Хотя война, навязанная лордом Оклендом Афганистану, обернулась для Британии форменной катастрофой, большинство людей, развязавших ее, извлекли из нее большую выгоду, поскольку в ознаменование первой победы на них дождем просыпались медали, звания и всевозможные почести, лишить которых впоследствии было уже нельзя. Но мертвецы, гнившие в ущельях, не удостоились никаких наград, а через два года Дост Мухаммед-хан снова стал эмиром Афганистана.

Напрасные жертвы, подумал Уиграм; несправедливость, глупость и напрасные жертвы. И все впустую. Похоже, теперь, почти сорок лет спустя, горстка людей в Симле планирует заставить другого эмира – младшего сына того самого Дост Мухаммеда – учредить постоянную британскую миссию в Кабуле. Что еще хуже, одно время эмир действительно был более чем готов пойти им навстречу. Пять лет назад, испуганный угрозой восстания и растущим могуществом России, Шер Али пытался завязать дружеские отношения с тогдашним вице-королем, лордом Нортбруком, и просил у него заверений в поддержке и содействии в случае нападения любого агрессора, но получил отказ. Оскорбленный отказом, он решил обратиться к России (выказывавшей лестную готовность обсудить с ним договор о дружбе и союзе), однако теперь те самые ангрези, которые грубо отказали ему в просьбе о помощи, имели наглость требовать, чтобы он радушно принял британского посланника в своей столице и прекратил «интриговать» с царем.

«На месте эмира я бы послал их куда подальше», – подумал Уиграм, но тут же осознал, что подобные мысли неуместны: именно так и начинаются все войны.

Пять лет назад лорд Окленд со своими друзьями послал на смерть тысячи людей только потому, что заподозрил отца Шер Али в намерении заключить союз с Россией. Неужели лорд Литтон собирается сделать то же самое, опираясь на столь же неубедительные доказательства, основываясь в своем решении на догадках, слухах, сплетнях и недостоверных показаниях платных шпионов?

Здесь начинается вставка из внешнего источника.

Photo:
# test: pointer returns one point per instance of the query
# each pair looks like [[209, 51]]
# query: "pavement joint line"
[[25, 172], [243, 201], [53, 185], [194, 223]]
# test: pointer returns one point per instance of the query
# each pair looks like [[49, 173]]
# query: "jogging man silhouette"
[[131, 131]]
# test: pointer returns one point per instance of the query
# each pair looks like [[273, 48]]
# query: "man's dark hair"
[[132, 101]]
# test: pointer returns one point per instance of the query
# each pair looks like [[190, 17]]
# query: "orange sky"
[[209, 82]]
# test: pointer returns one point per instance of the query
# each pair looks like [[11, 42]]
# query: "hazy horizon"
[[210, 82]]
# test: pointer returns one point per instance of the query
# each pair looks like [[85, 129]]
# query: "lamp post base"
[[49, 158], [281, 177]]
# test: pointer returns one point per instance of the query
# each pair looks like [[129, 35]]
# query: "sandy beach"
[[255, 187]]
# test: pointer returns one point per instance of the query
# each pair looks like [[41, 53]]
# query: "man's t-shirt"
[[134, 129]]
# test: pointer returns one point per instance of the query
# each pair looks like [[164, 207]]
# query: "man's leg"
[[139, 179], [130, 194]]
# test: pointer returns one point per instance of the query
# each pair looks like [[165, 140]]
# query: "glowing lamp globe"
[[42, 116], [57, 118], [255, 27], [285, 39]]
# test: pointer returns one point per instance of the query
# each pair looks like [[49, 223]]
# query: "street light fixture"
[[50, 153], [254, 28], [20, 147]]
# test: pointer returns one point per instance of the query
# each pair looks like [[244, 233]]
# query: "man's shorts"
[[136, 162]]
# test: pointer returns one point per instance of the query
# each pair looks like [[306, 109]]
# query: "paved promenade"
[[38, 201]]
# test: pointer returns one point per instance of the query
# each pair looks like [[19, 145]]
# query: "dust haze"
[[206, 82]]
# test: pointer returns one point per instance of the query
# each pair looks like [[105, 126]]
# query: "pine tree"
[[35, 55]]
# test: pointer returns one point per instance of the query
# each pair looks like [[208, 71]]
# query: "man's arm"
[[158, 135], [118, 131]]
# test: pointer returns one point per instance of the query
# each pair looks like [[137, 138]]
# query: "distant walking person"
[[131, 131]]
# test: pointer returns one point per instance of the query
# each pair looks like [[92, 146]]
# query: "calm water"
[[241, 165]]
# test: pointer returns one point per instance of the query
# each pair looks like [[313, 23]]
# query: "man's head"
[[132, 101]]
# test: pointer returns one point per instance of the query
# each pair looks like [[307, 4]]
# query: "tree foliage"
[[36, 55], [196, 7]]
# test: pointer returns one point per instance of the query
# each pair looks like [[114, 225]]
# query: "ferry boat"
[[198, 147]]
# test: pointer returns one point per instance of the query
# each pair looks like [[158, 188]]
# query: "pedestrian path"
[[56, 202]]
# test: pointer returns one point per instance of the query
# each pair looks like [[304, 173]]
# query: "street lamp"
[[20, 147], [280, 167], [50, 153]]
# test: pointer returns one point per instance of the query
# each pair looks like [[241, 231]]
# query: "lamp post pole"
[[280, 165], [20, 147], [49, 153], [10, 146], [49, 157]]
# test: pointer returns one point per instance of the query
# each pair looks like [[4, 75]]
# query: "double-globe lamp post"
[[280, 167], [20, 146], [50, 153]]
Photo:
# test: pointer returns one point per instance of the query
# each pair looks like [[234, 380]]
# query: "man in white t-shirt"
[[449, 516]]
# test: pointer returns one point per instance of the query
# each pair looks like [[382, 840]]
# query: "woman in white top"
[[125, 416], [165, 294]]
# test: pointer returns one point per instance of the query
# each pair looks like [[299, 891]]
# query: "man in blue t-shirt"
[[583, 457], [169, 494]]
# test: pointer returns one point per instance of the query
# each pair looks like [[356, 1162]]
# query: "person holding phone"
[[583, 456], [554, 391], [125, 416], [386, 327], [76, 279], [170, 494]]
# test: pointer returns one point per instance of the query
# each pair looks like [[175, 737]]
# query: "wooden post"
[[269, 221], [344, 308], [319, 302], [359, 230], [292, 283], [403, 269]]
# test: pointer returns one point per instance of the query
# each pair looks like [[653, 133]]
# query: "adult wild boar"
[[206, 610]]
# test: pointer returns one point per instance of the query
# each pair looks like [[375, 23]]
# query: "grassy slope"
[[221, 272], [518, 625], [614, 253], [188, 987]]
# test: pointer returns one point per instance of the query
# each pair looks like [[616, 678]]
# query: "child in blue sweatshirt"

В течение последних нескольких лет Уиграм много общался с родственником Уолли, заместителем комиссара Пешавара майором Луи Каваньяри, и до недавних пор держался о нем почти столь же высокого мнения, как Уолли. Пьер Луи Наполеон Каваньяри не относился к разряду людей, каких ожидаешь увидеть в такой должности: по словам Уолли, его отец был французским графом, который служил под командованием великого Наполеона, стал военным министром Джерома Бонапарта, короля Вестфалии, и женился на ирландской леди по имени Элизабет, дочери декана Стюарта Блэкера из Карриблэкера (кстати, несмотря на свои галльские имена, заместитель комиссара, выросший в Ирландии, всегда считал себя британцем и предпочитал, чтобы друзья называли его «Луи» – это имя он находил наименее иностранным из трех полученных при рождении).

Двадцать лет Луи Каваньяри безупречно служил в пограничных областях Индии, участвовал по меньшей мере в семи кампаниях и приобрел завидную репутацию человека, способного договариваться с мятежными племенами, на чьих диалектах он говорил бегло, как туземец. С виду высокий бородатый Каваньяри больше походил на профессора, нежели на солдата, однако все хором утверждали, что он отважен сверх всякой меры. Никто ни разу не обвинил его в недостатке решительности и мужества, и динамичный характер сочетался в нем со многими превосходными качествами, хотя, как у большинства людей, они уравновешивались свойствами менее восхитительными – эгоизмом, честолюбием, вспыльчивостью и пагубной склонностью видеть вещи такими, какими хочется видеть, а не такими, какими они являются в действительности.